Too few New York City voters are participating in our elections and we have to boost those numbers; from president to mayor, too many are sitting it out, especially for local contests. The lower the turnout the weaker the mandate for whomever gets elected — and the likelier the interests of advocates and connected insiders, rather than the will of the public, will guide an administration.
So it’s a flashing red siren for New York City’s civic health that voter turnout in mayoral elections here is abysmal. We need more voters choosing our highest local elected official, not to mention our comptroller and public advocate and City Council.
A new report from the UC San Diego Yankelovich Center for Social Science Research lays out just how big the problem is. It looked at turnout in America’s biggest cities in recent presidential election years — and compared that to turnout in mayoral elections. There was almost always a falloff; in New York’s case, it was especially sharp.

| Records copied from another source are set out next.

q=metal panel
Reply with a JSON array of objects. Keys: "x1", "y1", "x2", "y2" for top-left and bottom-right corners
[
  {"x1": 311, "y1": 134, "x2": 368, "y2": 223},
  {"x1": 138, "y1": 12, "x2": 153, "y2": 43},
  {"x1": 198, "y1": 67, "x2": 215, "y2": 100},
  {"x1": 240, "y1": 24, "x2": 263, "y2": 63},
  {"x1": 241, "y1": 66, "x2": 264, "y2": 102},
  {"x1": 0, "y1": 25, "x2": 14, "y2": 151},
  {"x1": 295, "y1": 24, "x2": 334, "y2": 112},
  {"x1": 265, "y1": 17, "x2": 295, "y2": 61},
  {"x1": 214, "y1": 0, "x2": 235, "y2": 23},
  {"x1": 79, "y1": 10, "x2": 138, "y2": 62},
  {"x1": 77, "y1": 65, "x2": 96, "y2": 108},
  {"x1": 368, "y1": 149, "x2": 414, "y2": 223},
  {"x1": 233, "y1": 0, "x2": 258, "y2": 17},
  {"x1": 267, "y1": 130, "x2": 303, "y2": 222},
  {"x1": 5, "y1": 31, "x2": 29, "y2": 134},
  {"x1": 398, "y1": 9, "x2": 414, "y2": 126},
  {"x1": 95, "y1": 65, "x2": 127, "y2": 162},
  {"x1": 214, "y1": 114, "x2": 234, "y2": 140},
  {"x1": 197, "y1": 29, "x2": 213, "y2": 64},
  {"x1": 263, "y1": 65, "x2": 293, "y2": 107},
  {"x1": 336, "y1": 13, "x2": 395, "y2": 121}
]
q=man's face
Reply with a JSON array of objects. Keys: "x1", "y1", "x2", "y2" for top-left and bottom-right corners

Last month’s presidential election brought out about 54% of Gotham’s registered voters, the lowest number among all big cities (turnout was 66% in L.A., 68% in Chicago, 65% in Philadelphia and 58% in Houston). But the most recent mayoral election turnout here was just 23%, well below Phoenix (66%), L.A. (44%), Chicago (39%), Philly (31%) and almost everywhere else. New York City’s 2021 turnout was also embarrassing when compared to our own local history.
What explains the depressing fact that people will turn out to vote in relative droves when their state’s Electoral College votes for president are a foregone conclusion but won’t bother to choose a mayor, who has a direct and daily impact on their lives? There are two big problems, both of which are fixable.
First, mayoral elections happen in odd years: The last was in 2021, the next is in 2025. That’s off-off-cycle, coinciding neither with congressional and gubernatorial nor with presidential years. The report shows that in on-cycle cities, “the overwhelming majority of eligible voters participated” in local elections, with turnout averaging 61%. In off-cycle cities, just 26% of registered voters turned out.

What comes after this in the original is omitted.